This is not the natural order of things. There is a way out of this. With greater insight and awareness into who you truly are, you can live a more meaningful life, living it with more ease and playfulness, and experience more inspiration, and infuse more creativity, be more equanimous, without being subject to the stresses of a confused life. If you expand your sense of self and transcend the beliefs that you are a limited being, you will gradually open yourself up to more of who you are. More of what life and the universe is will flow though you and become part of your experience. When enough of us live our lives out of this enlightened perspective, collectively we will create more peace and harmony and can turn our earthly experience into a heavenly one.
With the dawning of enlightenment, comes the knowing that we are not just human beings who have occasional spiritual experiences, but we are in essence spirit which is here and now having a human experience.

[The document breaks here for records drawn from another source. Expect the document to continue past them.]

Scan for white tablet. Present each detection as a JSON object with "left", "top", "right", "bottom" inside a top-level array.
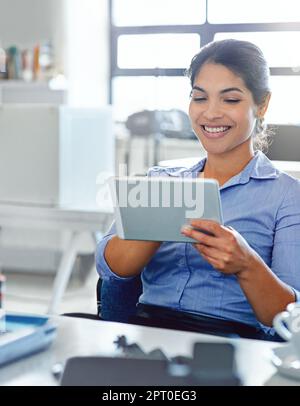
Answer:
[{"left": 110, "top": 177, "right": 223, "bottom": 242}]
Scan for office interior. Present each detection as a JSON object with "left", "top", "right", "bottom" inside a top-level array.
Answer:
[{"left": 0, "top": 0, "right": 300, "bottom": 384}]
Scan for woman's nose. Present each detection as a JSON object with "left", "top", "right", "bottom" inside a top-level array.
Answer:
[{"left": 202, "top": 103, "right": 223, "bottom": 120}]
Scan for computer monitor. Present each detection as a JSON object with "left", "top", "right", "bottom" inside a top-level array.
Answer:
[{"left": 266, "top": 124, "right": 300, "bottom": 161}]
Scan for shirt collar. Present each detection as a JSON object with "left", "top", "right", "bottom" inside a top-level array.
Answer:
[{"left": 169, "top": 151, "right": 279, "bottom": 189}]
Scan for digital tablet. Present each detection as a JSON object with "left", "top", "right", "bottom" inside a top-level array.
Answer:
[{"left": 110, "top": 177, "right": 223, "bottom": 242}]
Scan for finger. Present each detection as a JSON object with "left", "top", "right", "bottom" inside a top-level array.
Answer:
[
  {"left": 194, "top": 244, "right": 229, "bottom": 262},
  {"left": 202, "top": 254, "right": 221, "bottom": 269},
  {"left": 190, "top": 219, "right": 223, "bottom": 237}
]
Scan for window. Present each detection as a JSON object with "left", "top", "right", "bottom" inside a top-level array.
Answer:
[
  {"left": 118, "top": 34, "right": 200, "bottom": 68},
  {"left": 110, "top": 0, "right": 300, "bottom": 124},
  {"left": 266, "top": 76, "right": 300, "bottom": 124},
  {"left": 208, "top": 0, "right": 300, "bottom": 24},
  {"left": 113, "top": 76, "right": 190, "bottom": 121},
  {"left": 113, "top": 0, "right": 206, "bottom": 26}
]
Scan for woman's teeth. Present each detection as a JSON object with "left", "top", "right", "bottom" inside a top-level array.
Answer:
[{"left": 203, "top": 125, "right": 230, "bottom": 133}]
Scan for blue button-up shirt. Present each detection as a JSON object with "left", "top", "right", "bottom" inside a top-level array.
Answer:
[{"left": 96, "top": 152, "right": 300, "bottom": 331}]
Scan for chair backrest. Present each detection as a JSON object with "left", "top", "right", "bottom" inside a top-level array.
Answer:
[{"left": 97, "top": 275, "right": 143, "bottom": 323}]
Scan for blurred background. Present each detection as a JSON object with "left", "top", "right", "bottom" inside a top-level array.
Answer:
[{"left": 0, "top": 0, "right": 300, "bottom": 313}]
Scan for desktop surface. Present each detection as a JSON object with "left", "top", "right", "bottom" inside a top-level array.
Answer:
[{"left": 0, "top": 316, "right": 292, "bottom": 386}]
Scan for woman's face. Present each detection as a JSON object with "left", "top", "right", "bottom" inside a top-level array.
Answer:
[{"left": 189, "top": 63, "right": 257, "bottom": 154}]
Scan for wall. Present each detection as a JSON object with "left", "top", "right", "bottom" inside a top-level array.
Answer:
[
  {"left": 0, "top": 0, "right": 65, "bottom": 69},
  {"left": 0, "top": 0, "right": 109, "bottom": 271}
]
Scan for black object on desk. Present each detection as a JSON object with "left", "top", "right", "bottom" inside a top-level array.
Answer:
[{"left": 61, "top": 336, "right": 241, "bottom": 386}]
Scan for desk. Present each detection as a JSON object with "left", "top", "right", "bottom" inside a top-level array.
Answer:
[
  {"left": 159, "top": 157, "right": 300, "bottom": 179},
  {"left": 0, "top": 316, "right": 300, "bottom": 386},
  {"left": 0, "top": 202, "right": 113, "bottom": 314}
]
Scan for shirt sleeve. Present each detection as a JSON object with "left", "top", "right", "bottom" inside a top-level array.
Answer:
[
  {"left": 271, "top": 179, "right": 300, "bottom": 301},
  {"left": 96, "top": 222, "right": 133, "bottom": 280}
]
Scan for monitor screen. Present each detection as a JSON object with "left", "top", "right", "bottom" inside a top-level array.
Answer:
[{"left": 266, "top": 124, "right": 300, "bottom": 161}]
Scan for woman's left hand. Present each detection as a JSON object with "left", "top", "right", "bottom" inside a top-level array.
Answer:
[{"left": 181, "top": 220, "right": 255, "bottom": 274}]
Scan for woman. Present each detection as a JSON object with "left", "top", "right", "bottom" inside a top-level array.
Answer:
[{"left": 97, "top": 40, "right": 300, "bottom": 340}]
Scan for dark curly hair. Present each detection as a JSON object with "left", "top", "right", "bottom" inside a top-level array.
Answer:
[{"left": 186, "top": 39, "right": 272, "bottom": 150}]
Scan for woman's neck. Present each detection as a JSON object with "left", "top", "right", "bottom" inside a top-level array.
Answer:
[{"left": 203, "top": 145, "right": 254, "bottom": 186}]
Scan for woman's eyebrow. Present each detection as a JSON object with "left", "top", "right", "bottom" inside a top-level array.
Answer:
[{"left": 193, "top": 86, "right": 244, "bottom": 94}]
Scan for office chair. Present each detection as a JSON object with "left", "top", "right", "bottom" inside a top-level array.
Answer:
[{"left": 97, "top": 275, "right": 143, "bottom": 323}]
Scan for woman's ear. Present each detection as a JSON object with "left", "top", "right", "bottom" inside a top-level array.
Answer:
[{"left": 257, "top": 92, "right": 271, "bottom": 118}]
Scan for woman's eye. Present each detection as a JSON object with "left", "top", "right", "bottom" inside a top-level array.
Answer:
[{"left": 193, "top": 97, "right": 206, "bottom": 102}]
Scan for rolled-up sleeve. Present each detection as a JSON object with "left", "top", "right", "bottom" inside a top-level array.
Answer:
[
  {"left": 96, "top": 222, "right": 133, "bottom": 280},
  {"left": 271, "top": 180, "right": 300, "bottom": 302}
]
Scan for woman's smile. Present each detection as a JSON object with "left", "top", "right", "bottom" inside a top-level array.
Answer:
[{"left": 201, "top": 125, "right": 231, "bottom": 139}]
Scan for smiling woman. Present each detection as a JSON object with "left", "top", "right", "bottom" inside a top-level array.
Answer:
[{"left": 97, "top": 40, "right": 300, "bottom": 339}]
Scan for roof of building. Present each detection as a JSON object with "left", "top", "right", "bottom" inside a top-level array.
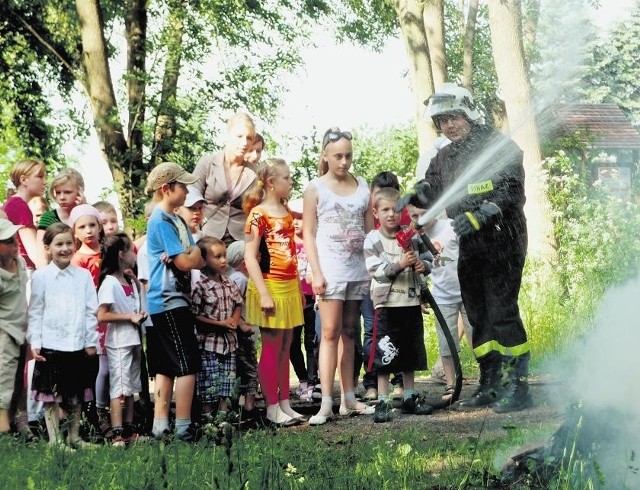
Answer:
[{"left": 539, "top": 104, "right": 640, "bottom": 150}]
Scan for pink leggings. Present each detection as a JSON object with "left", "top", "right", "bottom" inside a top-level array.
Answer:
[{"left": 258, "top": 328, "right": 292, "bottom": 406}]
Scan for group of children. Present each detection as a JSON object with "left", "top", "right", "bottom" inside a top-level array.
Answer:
[{"left": 0, "top": 123, "right": 472, "bottom": 448}]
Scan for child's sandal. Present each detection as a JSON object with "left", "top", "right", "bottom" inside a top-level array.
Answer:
[{"left": 442, "top": 385, "right": 456, "bottom": 403}]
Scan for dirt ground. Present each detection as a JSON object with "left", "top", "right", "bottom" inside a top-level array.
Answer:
[{"left": 287, "top": 377, "right": 563, "bottom": 440}]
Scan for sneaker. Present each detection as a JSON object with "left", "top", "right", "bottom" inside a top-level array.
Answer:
[
  {"left": 402, "top": 395, "right": 433, "bottom": 415},
  {"left": 362, "top": 388, "right": 378, "bottom": 402},
  {"left": 296, "top": 383, "right": 309, "bottom": 398},
  {"left": 309, "top": 413, "right": 334, "bottom": 425},
  {"left": 126, "top": 432, "right": 149, "bottom": 444},
  {"left": 111, "top": 435, "right": 127, "bottom": 447},
  {"left": 311, "top": 385, "right": 322, "bottom": 402},
  {"left": 299, "top": 386, "right": 314, "bottom": 403},
  {"left": 153, "top": 429, "right": 173, "bottom": 444},
  {"left": 176, "top": 422, "right": 204, "bottom": 444},
  {"left": 373, "top": 400, "right": 393, "bottom": 423},
  {"left": 391, "top": 386, "right": 404, "bottom": 400},
  {"left": 339, "top": 403, "right": 375, "bottom": 417}
]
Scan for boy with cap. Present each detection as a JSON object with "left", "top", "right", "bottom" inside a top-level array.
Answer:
[
  {"left": 225, "top": 240, "right": 258, "bottom": 420},
  {"left": 145, "top": 162, "right": 204, "bottom": 441},
  {"left": 0, "top": 218, "right": 28, "bottom": 435},
  {"left": 176, "top": 185, "right": 205, "bottom": 241}
]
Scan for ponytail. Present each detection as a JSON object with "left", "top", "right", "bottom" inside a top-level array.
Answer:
[{"left": 242, "top": 158, "right": 287, "bottom": 214}]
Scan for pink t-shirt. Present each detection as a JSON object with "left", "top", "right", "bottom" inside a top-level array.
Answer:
[{"left": 4, "top": 196, "right": 36, "bottom": 269}]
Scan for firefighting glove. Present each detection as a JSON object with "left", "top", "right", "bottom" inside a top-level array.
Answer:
[
  {"left": 453, "top": 201, "right": 502, "bottom": 236},
  {"left": 396, "top": 182, "right": 434, "bottom": 213}
]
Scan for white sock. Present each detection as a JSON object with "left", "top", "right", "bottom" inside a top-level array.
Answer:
[
  {"left": 280, "top": 398, "right": 302, "bottom": 419},
  {"left": 151, "top": 417, "right": 169, "bottom": 437},
  {"left": 318, "top": 396, "right": 333, "bottom": 415}
]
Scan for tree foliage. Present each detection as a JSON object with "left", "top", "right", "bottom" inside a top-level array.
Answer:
[
  {"left": 581, "top": 1, "right": 640, "bottom": 125},
  {"left": 0, "top": 0, "right": 327, "bottom": 226},
  {"left": 543, "top": 150, "right": 640, "bottom": 315}
]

Consider the following, and contemplate the validity of its claim:
“I am. In essence I am the Infinite Consciousness, the All in All, The Life Principle, the Absolute Reality, which is expressing and experiencing life as a localized point of consciousness in a relativistic context of time, space, causation, duality, multiplicity and seeming individuality – continually becoming, deciding, creating and experiencing who I am, relatively. Beyond this, absolutely, I am.”

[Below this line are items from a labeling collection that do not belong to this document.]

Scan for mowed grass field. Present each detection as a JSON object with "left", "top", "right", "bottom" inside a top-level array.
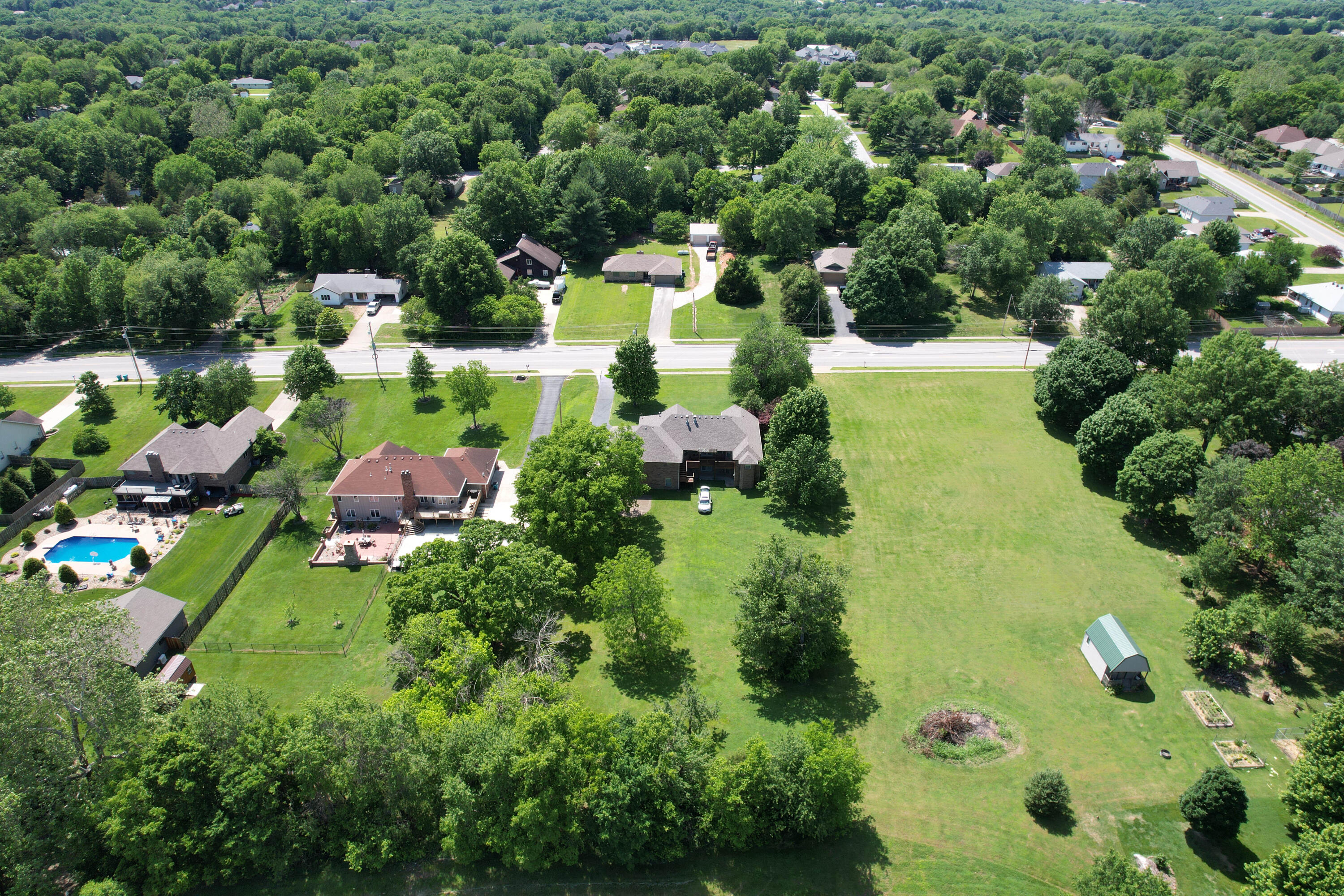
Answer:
[
  {"left": 280, "top": 370, "right": 542, "bottom": 481},
  {"left": 192, "top": 372, "right": 1306, "bottom": 896},
  {"left": 42, "top": 371, "right": 281, "bottom": 477}
]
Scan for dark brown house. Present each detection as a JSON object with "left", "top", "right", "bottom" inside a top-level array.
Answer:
[
  {"left": 495, "top": 234, "right": 562, "bottom": 280},
  {"left": 634, "top": 405, "right": 765, "bottom": 489}
]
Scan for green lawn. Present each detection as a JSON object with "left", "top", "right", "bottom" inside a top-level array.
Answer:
[
  {"left": 280, "top": 376, "right": 542, "bottom": 481},
  {"left": 672, "top": 255, "right": 784, "bottom": 340},
  {"left": 555, "top": 237, "right": 691, "bottom": 341},
  {"left": 42, "top": 380, "right": 281, "bottom": 475},
  {"left": 5, "top": 383, "right": 75, "bottom": 417},
  {"left": 192, "top": 494, "right": 386, "bottom": 659},
  {"left": 577, "top": 372, "right": 1301, "bottom": 895},
  {"left": 139, "top": 493, "right": 281, "bottom": 620},
  {"left": 555, "top": 374, "right": 597, "bottom": 425}
]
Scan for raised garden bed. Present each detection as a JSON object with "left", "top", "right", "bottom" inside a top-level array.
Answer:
[
  {"left": 902, "top": 702, "right": 1021, "bottom": 766},
  {"left": 1180, "top": 690, "right": 1232, "bottom": 728},
  {"left": 1214, "top": 740, "right": 1265, "bottom": 768}
]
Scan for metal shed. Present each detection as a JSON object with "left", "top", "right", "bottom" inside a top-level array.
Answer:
[{"left": 1079, "top": 612, "right": 1152, "bottom": 690}]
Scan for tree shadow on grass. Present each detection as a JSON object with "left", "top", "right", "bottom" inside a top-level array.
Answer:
[
  {"left": 1185, "top": 827, "right": 1259, "bottom": 884},
  {"left": 602, "top": 647, "right": 695, "bottom": 700},
  {"left": 765, "top": 489, "right": 855, "bottom": 536},
  {"left": 457, "top": 423, "right": 508, "bottom": 448},
  {"left": 1124, "top": 513, "right": 1199, "bottom": 555},
  {"left": 738, "top": 657, "right": 882, "bottom": 731},
  {"left": 411, "top": 395, "right": 444, "bottom": 414}
]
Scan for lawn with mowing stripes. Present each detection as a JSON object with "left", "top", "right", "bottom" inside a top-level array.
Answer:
[
  {"left": 42, "top": 380, "right": 281, "bottom": 477},
  {"left": 281, "top": 371, "right": 542, "bottom": 482},
  {"left": 564, "top": 372, "right": 1301, "bottom": 895}
]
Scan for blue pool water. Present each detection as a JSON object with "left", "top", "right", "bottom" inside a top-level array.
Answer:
[{"left": 46, "top": 534, "right": 140, "bottom": 563}]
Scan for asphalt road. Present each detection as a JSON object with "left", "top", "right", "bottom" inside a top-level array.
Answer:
[{"left": 1164, "top": 144, "right": 1344, "bottom": 246}]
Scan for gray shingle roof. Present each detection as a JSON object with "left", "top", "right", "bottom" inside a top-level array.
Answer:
[
  {"left": 1176, "top": 196, "right": 1236, "bottom": 215},
  {"left": 602, "top": 253, "right": 681, "bottom": 276},
  {"left": 121, "top": 407, "right": 274, "bottom": 475},
  {"left": 634, "top": 405, "right": 765, "bottom": 463}
]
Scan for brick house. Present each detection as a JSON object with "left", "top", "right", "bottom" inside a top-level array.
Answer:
[
  {"left": 634, "top": 405, "right": 765, "bottom": 489},
  {"left": 327, "top": 442, "right": 500, "bottom": 522},
  {"left": 113, "top": 407, "right": 274, "bottom": 510}
]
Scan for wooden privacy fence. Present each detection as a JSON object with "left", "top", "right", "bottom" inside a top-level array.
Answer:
[{"left": 181, "top": 510, "right": 285, "bottom": 647}]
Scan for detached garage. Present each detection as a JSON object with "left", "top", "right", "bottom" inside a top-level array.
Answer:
[{"left": 1079, "top": 612, "right": 1150, "bottom": 690}]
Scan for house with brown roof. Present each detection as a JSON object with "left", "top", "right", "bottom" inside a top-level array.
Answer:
[
  {"left": 112, "top": 407, "right": 274, "bottom": 510},
  {"left": 327, "top": 442, "right": 500, "bottom": 522},
  {"left": 602, "top": 250, "right": 681, "bottom": 286},
  {"left": 812, "top": 243, "right": 859, "bottom": 286},
  {"left": 1255, "top": 125, "right": 1306, "bottom": 146},
  {"left": 495, "top": 234, "right": 563, "bottom": 280},
  {"left": 634, "top": 405, "right": 765, "bottom": 489}
]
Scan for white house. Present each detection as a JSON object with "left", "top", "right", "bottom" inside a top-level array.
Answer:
[
  {"left": 1036, "top": 262, "right": 1110, "bottom": 298},
  {"left": 691, "top": 220, "right": 723, "bottom": 246},
  {"left": 1288, "top": 282, "right": 1344, "bottom": 321},
  {"left": 1070, "top": 161, "right": 1120, "bottom": 190},
  {"left": 1176, "top": 196, "right": 1236, "bottom": 224},
  {"left": 1059, "top": 130, "right": 1125, "bottom": 159},
  {"left": 0, "top": 411, "right": 47, "bottom": 469},
  {"left": 313, "top": 274, "right": 406, "bottom": 305}
]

I would encourage you to contemplate the validity -or otherwise- of this statement. Use this as a means to get to your own truth. Contemplate the eternal question; “Who am I?” contemplation and meditation are powerful techniques towards enlightenment. Through the practice of meditation, quieten your mind from the millions of thoughts and beliefs that you are so accustomed to, much of which you have inherited from our collective cultural story of ‘the way it is”. In the silence of meditation, allow a new truth to emerge. Know thyself and be free.